Basculons ! dans un monde vi(v)able » de Tanguy Descamps et Maxime Olivier

Tanguy Descamps et Maxime Olivier
Tanguy Descamps et Maxime Olivier

Tanguy Descamps et Maxime Olivier

Cherchez la cause …

Je viens de terminer la lecture de « Basculons ! dans un monde vi(v)able » de Tanguy Descamps et Maxime Olivier aux actes sud, et ce Cahier militant est venu télescoper mes images de « militances »

Une galerie de portraits.

Le livre présente 32 jeunes, âgés de 18 ans à 33 ans, qui ont « basculé » dans le militantisme écologique. Iels sont tous jeunes, hyper qualifiés, et ils ont choisi d’agir.  Iels parlent de cette bascule, ce processus, ou ce moment où la vie devient la vie d’avant. Iels s’illustrent par de belles phrases : « Et là, je suis revenu à mes réflexions d’enfant de 7 ans. Pourquoi des gens dans le monde meurent-ils de faim ? », « Ces embruns d’une catastrophe imminente nous giflent, agir n’est plus une option parmi d’autres. », « Aujourd’hui, nous souhaitons transmettre l’idée que notre intériorité est citoyenne. »

Tous parlent de la nécessité de l’action collective, du plaisir, du travail intérieur. Il se dégage de cette galerie une impression paisible et déterminée.
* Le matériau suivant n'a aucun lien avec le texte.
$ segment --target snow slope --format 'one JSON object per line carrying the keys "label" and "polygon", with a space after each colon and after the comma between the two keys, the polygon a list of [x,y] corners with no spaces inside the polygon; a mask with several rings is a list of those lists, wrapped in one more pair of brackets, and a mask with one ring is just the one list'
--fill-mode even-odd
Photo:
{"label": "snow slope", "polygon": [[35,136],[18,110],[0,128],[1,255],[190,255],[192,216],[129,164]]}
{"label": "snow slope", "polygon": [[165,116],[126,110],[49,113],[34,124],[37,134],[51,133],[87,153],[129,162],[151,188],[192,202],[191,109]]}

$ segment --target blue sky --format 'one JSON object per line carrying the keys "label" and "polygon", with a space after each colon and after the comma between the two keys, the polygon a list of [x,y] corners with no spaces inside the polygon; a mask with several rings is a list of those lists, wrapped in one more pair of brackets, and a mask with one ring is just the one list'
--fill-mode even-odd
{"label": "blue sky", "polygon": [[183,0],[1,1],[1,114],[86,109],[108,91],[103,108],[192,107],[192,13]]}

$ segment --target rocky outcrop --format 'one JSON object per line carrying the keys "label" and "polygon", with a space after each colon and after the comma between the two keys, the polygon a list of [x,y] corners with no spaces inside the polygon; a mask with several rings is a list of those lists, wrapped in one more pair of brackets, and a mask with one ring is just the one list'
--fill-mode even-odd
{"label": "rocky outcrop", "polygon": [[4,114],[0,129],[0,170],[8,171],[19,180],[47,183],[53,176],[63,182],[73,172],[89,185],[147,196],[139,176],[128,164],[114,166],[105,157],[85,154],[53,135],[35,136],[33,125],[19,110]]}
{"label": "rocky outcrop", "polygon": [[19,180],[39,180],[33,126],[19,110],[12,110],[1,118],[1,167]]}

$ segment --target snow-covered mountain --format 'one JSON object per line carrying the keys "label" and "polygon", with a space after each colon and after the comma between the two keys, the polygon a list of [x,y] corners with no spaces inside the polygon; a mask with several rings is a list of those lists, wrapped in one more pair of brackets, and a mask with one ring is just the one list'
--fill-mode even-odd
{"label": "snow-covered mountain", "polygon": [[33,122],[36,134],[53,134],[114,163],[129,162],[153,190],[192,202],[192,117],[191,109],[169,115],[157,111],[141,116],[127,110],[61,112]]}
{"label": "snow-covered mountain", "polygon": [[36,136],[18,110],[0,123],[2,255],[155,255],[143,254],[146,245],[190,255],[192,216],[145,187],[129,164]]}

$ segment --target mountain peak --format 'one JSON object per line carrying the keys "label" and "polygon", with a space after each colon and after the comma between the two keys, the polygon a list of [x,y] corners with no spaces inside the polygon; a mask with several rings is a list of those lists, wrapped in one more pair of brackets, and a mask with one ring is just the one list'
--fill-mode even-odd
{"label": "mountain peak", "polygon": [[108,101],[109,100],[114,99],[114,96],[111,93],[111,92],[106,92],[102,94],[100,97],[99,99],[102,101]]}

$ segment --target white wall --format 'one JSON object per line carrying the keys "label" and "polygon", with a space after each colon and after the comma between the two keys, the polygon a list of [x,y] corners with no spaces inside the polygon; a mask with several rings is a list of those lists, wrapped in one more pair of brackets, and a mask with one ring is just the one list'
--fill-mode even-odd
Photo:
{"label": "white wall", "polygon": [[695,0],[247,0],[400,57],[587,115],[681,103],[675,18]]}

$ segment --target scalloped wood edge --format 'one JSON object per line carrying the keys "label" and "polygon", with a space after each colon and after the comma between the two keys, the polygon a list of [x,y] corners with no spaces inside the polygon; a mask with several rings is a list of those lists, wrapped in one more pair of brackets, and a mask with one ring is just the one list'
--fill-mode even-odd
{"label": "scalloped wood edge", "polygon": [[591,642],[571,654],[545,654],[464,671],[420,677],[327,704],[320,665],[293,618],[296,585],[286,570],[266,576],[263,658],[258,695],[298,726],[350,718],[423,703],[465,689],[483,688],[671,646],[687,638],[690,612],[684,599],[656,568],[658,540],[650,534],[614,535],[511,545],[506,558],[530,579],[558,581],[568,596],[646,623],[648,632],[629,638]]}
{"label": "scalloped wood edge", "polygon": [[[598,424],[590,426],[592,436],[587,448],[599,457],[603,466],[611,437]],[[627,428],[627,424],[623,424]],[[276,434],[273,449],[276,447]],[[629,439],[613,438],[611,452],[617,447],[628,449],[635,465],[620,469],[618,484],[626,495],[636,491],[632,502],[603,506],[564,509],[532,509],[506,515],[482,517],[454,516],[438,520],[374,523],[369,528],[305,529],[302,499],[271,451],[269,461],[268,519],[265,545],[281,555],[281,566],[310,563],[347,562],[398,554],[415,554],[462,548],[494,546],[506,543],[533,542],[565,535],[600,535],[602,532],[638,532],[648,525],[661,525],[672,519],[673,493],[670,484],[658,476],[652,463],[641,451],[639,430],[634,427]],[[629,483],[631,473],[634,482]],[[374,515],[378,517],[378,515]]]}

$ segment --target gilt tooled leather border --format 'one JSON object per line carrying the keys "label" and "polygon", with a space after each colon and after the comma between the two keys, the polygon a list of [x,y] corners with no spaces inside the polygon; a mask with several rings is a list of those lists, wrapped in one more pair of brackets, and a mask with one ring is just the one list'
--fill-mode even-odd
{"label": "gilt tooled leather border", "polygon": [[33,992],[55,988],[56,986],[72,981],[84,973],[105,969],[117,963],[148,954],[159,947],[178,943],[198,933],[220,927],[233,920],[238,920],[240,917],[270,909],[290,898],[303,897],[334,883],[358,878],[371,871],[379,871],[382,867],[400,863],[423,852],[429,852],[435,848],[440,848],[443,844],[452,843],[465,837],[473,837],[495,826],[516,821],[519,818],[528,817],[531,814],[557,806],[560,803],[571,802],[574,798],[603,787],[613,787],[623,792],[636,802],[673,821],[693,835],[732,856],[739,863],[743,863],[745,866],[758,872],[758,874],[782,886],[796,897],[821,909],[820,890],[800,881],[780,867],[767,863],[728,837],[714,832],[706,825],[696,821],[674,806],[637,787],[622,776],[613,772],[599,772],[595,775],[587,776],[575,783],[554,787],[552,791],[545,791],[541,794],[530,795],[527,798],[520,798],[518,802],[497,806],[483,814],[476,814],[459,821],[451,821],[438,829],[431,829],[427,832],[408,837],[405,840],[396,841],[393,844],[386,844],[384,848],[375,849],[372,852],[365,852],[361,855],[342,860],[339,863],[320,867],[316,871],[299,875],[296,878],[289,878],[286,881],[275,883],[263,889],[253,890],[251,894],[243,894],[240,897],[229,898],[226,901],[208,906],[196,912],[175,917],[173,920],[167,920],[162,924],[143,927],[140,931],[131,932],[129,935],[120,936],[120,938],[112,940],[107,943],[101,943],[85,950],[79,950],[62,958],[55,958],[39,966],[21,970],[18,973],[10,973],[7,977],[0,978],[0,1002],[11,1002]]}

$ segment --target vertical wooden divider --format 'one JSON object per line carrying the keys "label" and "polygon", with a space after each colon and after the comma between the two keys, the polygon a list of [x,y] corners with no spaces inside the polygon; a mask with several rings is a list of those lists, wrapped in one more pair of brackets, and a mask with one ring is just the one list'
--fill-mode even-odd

Iels sont très courageux.ses, iels ont souvent abandonné de très belles carrières pour vivre en cohérence avec leurs idées.

Cette découverte est plaisante, et « oxygénante », elle apporte un air plus frais, plus sain, un vent d’espoir.

Mais …

Avec cette lecture « oxygénante », il m’est revenu des questions plus gênantes sur la société, sur nous, sur moi.

Tous ces héros du livre sont dans un monde différent, une sphère qui est très éloignée des colères populaires. L’épisode des « gilets jaunes » est souvent cité en révélateur, ou catalyseur de la réflexion, mais les élans populaires et les militants écologistes ne se côtoient pas.

Ce n’est pas une critique, mais un constat, une piste de réflexion. Comprendre les enjeux planétaires actuels est une nécessité absolue, mais c’est aussi un luxe. Je ne parle pas seulement de la pauvreté financière, bien que la dure cruauté de chercher comment nourrir sa famille, se mettre à l’abri éloigne de l’action pour sauver la planète. Pour économiser l’eau ou la viande, il faut déjà y avoir accès.

Le clivage prend également d’autres formes, la préservation de l’environnement a souvent des formes coercitives, qui heurtent les personnes, par exemple, le prix de l’essence, je pense que beaucoup de personnes se moquent que la politique de baisse du prix de l’essence ne soit pas écologiquement saine, les personnes regardent en premier le porte-monnaie… et Marine Marchande de haine l’a bien compris.

Enfin, les grandes causes sont abstraites ; la réflexion sur l’équilibre planétaire devient incompatible avec le plaisir immédiat d’une série sur Netflix.

L’aspiration de millions de personnes, c’est le bien être immédiat, elles en portent la responsabilité, pour partie, mais elles sont confortées, moulées, formées dans cette approche depuis longtemps. 

Et là se pose pour moi, une vieille question : « la militance est-elle l’affaire des élites ? »

Petit rappel communiste …

En avant la jeune garde ! l’idée des penseurs communistes était l’avant-garde qui éclairait le peuple, et instituait « la dictature du prolétariat ». Le peuple seul, sans son élite pouvait se fourvoyer. Et même si on n’adhère pas aux thèses léninistes, chaque insurrection, chaque mouvement de foule ont vu des leaders se distinguer. Les gilets jaunes ont eu, un temps, un aspect spontané … mais un temps seulement.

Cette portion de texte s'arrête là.